I would like some outsider input at to what happened in this flight. The user indicated a loss of control an unintended climb similar to the above scenario. However, he was not equipped with a LIDAR.

We believe the compass calibration was performed incorrectly, however I also see excessive vibration.


Any ideas?

Check permissions on the file in Drive, I don’t have access.

Ok I have corrected the permissions. Thanks!

Okay, here’s what I see:

  1. The drone’s GPSes are intermittent. They frequently cut out.
  2. They worked before takeoff, and the user flew in Stabilize for the majority of the flight, so it was never noticed that the GPSes didn’t work.
  3. User entered Loiter while the GPS happened to be working, then entered Land mode. Throttle was left at 1630 PWM, because it doesn’t affect Land mode.
  4. GPS cuts out, and the drone falls back into Stabilize mode. With 1630 PWM throttle, the drone shoots upwards (it hovers at 1250).
  5. User brings the drone down in Stabilize

If the user did not hear (or didn’t recognize) the audible beep that indicates a flight mode failure, the sudden switch to Stabilize definitely would have felt like an uncontrolled event.

Luckily, the log also provided the answer to why the GPSes were failing: they drew too much power. Look here:

The top graph is the flight controller board voltage. The red line is the “power status flag.” It’s a bitmask that contains information about the board’s power management. Its outputs are defined here:

It starts at 3 (1 + 2 = power valid; good), but quickly jumps to 35, with occasional spikes to 43. This means the status is 1 + 2 + 8 + 32, which indicates that the power status has changed since boot, due to peripheral overcurrent. The second graph shows how the GPS status correlates to the the flag = 43, although the GPSes intermittently cut out more often than the overcurrent state is recorded. Towards the end, it looks like it finally gives up and permanently goes into overcurrent, shutting down both GPSes. The board voltage is also noticeably affected by whether the GPSes are in use, although it is not in danger of going too low (above 5V is good).

So the problem is certainly the GPSes drawing too much power from your flight controller’s serial outputs. There are solutions to this, but they depend on what hardware you’re using. What flight controller is this, and what other peripherals are connected?

Excellent analysis!
Do you think the autopilot switched to stabilize mode because of the GPS failure?

BTW, It is using the Pixhawk 2.1 and Here + GPS.

We have recently had a few Pixhawks show up out of the box with issues on the GPS1 port.

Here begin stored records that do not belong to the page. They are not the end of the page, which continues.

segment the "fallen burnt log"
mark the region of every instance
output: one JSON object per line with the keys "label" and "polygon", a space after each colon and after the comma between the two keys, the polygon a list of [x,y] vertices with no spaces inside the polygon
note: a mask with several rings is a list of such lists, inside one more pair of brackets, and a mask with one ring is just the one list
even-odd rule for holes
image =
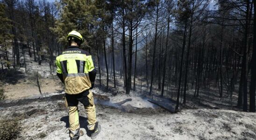
{"label": "fallen burnt log", "polygon": [[122,101],[121,101],[118,103],[116,103],[114,104],[117,105],[121,105],[127,102],[131,101],[132,101],[132,99],[129,98],[126,99]]}
{"label": "fallen burnt log", "polygon": [[150,100],[148,100],[148,101],[149,101],[149,102],[150,102],[150,103],[153,103],[153,104],[155,104],[155,105],[158,105],[158,106],[160,106],[161,108],[163,108],[163,109],[164,109],[164,110],[165,110],[168,111],[169,112],[171,112],[171,113],[177,113],[177,112],[175,112],[175,111],[172,111],[172,110],[171,110],[170,109],[167,108],[166,108],[165,107],[164,107],[164,106],[163,106],[163,105],[160,105],[157,104],[157,103],[156,103],[156,102],[155,102],[152,101],[150,101]]}
{"label": "fallen burnt log", "polygon": [[109,100],[110,100],[107,96],[97,94],[93,92],[92,92],[92,94],[93,94],[93,97],[96,98],[99,101],[106,102],[109,101]]}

One was intermittent and the other had a very loose connector. I will inspect the board closely to see if that may have caused the issues.

I’m hoping it’s not, we rely on these systems and would hate to find another failure :frowning:
especially since we have great success with them the majority of the time.

Yes. If GPS (or EKF position in general) fails in a GPS-enabled flight mode, it will fall back to a non-GPS flight mode.

The Pixhawk 2.1 has two independent power sources for peripherals. There is a 1.5A rail that is dedicated to the Telem1 port (it’s meant for a radio, but you can put any serial device on it), plus a 500mA rail that serves all other peripherals. If you have a peripheral that draws a lot of current, put it on the Telem1 port. Something is sucking up all the power on the shared peripherals power line.

Hi there @Simone_Azzalin , Could you solve the problem regarding the uncontrolled gain in altitude?

The specific problem in this case was clearly explained in the discussion here. Often uncontrolled ascent is because of vibrations, but it wasn’t this time.